There are some ways in which Facebook, Google, and Amazon present uniquely severe concerns by virtue of their size and ubiquity: it’s not as though their widespread notoriety wasn’t repeatedly earned. Moreover, examples cited here of transgressions by non-Silicon-Valley companies only exist because tech journalists or policymakers decided to focus on that not-Facebook and not-Google issue.
Nor does expanding the focus of tech critics to lesser-known privacy violators mean that regulators should exclusively focus on small companies at the expense of big ones, as the FTC has correctly been criticized for. Neither policymakers nor journalists should ignore the 400 pound gorillas in the room or the havoc they wreak. But there are other actors in the data collection ecosystem that deserve to be just as notorious as the Silicon Valley giants, and whose conduct deserves just as much attention.

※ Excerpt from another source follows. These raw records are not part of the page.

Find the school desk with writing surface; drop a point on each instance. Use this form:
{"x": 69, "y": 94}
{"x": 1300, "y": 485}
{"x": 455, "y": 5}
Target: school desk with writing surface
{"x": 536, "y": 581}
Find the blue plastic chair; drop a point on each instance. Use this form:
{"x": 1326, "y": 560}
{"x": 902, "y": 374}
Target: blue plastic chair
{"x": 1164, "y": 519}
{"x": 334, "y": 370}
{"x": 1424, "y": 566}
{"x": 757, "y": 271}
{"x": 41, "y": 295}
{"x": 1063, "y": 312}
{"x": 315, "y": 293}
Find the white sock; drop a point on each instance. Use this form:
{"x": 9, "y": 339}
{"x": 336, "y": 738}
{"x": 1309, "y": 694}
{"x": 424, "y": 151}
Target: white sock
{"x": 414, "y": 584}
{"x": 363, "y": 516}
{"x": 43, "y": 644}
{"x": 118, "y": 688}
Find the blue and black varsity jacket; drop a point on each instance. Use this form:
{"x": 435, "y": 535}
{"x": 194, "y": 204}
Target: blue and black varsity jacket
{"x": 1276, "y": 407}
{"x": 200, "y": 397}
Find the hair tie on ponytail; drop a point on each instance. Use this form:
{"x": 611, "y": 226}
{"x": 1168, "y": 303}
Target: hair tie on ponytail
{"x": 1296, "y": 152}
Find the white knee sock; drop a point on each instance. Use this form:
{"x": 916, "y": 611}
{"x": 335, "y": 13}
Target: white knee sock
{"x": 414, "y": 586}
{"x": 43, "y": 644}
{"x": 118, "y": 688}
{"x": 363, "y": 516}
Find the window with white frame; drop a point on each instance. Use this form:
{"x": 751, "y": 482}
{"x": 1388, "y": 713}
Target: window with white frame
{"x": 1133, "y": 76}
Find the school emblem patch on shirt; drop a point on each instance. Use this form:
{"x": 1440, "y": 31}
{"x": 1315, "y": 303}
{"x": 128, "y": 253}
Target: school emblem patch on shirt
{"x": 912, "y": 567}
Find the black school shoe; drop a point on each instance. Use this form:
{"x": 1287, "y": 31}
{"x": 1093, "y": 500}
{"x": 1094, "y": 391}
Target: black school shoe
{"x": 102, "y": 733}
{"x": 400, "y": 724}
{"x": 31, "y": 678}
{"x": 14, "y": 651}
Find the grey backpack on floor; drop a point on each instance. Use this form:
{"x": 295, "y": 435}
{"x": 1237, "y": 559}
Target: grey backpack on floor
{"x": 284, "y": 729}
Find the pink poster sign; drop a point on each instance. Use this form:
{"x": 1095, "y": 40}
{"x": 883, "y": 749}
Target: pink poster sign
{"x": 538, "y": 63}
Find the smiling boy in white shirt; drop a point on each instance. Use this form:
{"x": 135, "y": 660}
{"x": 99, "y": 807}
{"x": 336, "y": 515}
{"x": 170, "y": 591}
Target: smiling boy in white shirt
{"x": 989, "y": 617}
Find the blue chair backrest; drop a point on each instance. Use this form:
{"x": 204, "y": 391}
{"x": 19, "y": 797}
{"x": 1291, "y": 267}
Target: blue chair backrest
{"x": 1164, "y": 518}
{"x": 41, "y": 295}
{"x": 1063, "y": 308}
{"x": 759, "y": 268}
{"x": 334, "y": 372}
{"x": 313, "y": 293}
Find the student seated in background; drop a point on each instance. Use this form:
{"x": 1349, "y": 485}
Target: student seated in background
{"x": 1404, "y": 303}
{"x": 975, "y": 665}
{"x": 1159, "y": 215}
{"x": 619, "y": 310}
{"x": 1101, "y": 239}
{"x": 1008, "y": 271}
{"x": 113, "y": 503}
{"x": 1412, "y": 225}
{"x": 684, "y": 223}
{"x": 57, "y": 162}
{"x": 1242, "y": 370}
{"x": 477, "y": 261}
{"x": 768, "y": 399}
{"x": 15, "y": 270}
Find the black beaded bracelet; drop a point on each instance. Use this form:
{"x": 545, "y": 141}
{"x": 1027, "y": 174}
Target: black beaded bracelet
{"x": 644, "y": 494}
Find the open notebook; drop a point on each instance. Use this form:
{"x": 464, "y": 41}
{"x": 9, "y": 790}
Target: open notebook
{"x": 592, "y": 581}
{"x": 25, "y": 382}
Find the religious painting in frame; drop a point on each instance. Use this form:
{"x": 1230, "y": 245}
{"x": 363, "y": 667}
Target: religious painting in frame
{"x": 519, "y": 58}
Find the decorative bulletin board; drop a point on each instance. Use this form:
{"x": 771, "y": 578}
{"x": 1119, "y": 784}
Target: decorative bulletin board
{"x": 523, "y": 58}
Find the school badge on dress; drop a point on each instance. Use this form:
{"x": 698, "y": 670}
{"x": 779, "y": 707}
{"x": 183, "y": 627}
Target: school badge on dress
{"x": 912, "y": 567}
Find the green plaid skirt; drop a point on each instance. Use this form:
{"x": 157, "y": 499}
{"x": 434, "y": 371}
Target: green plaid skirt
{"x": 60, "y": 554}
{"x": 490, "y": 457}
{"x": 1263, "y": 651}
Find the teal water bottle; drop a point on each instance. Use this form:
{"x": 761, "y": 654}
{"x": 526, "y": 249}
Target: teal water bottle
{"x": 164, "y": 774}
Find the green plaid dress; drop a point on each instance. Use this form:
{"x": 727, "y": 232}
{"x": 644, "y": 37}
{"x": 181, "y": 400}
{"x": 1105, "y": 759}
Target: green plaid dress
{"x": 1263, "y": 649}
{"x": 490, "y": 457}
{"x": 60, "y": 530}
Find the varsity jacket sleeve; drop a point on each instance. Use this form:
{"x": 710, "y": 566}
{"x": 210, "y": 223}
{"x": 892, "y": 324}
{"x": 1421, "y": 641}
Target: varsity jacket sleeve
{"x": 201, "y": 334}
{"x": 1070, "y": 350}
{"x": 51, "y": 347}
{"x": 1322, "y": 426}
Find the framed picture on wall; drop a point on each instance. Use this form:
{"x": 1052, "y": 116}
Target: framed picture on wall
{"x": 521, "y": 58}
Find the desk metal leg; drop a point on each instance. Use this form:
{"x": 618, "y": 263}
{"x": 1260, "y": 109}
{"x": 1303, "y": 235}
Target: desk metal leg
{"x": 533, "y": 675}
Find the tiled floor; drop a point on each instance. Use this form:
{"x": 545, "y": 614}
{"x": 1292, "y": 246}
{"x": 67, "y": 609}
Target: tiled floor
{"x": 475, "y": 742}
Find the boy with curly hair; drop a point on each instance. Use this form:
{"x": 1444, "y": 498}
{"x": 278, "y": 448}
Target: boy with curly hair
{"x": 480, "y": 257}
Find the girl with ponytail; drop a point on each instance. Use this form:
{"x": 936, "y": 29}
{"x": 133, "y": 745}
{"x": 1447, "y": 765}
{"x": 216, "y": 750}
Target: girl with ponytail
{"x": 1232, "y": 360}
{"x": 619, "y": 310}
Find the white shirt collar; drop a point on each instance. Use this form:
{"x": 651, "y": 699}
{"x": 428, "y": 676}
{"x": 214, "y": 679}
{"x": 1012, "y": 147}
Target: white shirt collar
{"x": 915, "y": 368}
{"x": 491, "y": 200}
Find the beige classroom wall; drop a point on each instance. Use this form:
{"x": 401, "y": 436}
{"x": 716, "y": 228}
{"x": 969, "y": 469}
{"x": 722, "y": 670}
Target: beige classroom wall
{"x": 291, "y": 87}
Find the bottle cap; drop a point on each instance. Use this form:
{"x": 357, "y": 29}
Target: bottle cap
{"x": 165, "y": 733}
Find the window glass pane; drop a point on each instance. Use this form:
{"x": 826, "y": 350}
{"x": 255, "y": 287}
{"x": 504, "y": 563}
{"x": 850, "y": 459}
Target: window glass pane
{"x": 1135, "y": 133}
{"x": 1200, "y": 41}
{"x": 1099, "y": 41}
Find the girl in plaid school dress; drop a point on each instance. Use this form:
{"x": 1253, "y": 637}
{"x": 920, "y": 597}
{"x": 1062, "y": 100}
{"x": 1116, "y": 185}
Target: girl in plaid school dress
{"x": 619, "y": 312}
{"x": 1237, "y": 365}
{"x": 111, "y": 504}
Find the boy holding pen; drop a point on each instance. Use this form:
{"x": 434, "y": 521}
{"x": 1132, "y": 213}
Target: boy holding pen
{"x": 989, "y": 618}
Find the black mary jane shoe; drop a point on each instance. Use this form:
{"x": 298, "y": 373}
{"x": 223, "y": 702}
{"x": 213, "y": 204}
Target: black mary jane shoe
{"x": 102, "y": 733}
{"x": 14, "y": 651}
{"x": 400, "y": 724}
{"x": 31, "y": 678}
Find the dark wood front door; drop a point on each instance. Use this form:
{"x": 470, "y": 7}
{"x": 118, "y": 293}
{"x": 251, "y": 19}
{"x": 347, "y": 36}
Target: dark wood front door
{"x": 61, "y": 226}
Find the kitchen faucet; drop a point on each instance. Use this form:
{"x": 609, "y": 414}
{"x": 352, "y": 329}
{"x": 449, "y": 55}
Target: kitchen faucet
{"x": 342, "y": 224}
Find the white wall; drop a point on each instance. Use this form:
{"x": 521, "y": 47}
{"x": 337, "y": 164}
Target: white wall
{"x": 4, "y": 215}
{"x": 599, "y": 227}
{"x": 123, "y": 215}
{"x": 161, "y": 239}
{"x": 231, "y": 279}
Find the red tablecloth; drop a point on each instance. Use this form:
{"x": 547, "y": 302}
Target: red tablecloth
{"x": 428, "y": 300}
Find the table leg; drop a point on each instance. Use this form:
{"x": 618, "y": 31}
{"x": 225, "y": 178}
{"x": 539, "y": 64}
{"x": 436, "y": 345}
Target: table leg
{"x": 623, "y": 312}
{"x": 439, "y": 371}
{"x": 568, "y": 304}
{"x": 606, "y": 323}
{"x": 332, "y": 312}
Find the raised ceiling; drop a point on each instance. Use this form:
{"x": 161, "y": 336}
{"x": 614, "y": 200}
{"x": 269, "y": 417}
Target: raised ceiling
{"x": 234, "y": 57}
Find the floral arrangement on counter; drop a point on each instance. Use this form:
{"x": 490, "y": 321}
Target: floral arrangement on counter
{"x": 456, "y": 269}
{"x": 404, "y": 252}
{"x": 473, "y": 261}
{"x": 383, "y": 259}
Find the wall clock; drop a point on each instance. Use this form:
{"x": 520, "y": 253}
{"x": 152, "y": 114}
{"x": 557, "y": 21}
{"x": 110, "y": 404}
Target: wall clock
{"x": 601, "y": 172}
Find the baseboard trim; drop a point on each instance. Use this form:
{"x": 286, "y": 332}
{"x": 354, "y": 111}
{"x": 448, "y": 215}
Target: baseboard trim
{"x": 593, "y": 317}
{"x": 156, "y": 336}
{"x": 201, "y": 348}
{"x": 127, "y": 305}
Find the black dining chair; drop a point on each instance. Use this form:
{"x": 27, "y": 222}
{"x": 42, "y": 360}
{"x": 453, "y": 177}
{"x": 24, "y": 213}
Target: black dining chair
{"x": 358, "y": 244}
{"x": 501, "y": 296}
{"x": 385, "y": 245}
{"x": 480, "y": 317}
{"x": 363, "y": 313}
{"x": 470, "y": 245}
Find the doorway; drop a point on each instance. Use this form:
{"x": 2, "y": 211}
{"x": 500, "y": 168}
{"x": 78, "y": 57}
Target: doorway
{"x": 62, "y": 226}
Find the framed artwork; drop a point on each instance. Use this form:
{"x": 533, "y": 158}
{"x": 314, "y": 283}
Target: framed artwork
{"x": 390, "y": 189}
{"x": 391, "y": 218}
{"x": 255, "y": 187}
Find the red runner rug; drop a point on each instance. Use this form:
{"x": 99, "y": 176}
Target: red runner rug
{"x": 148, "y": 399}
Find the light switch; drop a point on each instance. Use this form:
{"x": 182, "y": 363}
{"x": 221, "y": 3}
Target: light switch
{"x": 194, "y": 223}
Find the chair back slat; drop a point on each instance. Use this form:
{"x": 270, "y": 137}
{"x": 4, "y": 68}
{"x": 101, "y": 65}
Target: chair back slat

For all the investigation and criticism that Amazon’s Rekognition deserves, policymakers and journalists shouldn’t ignore lesser-known facial recognition technology vendors like NEC or Idemia. As Clearview AI has demonstrated in dramatic fashion, a hitherto-unknown company can turn out to be engaged in practices as bleakly dystopian as you can imagine, as soon as it receives the kind of scrutiny that the biggest tech companies have been experiencing for years.
Don't let Mark or Sundar shrink into the shadows—just make Hans (Vestberg, Verizon), Brian (Cassin, Experian), and Scott (Howe, LiveRamp) household names alongside them. Conversations about privacy policy, investigations into violators, and blame for the exploitative wretchedness of the current ecosystem shouldn’t solely focus on Mountain View and Menlo Park at the expense of ignoring Dallas, Atlanta, and Bentonville.
At the end of the day, "big tech" means nothing if it excuses the identical privacy transgressions of big telecom, big ad tech, big data broker, and big, well, everything else.
Lindsey Barrett is a staff attorney and teaching fellow at the Communications and Technology Law Clinic at Georgetown Law.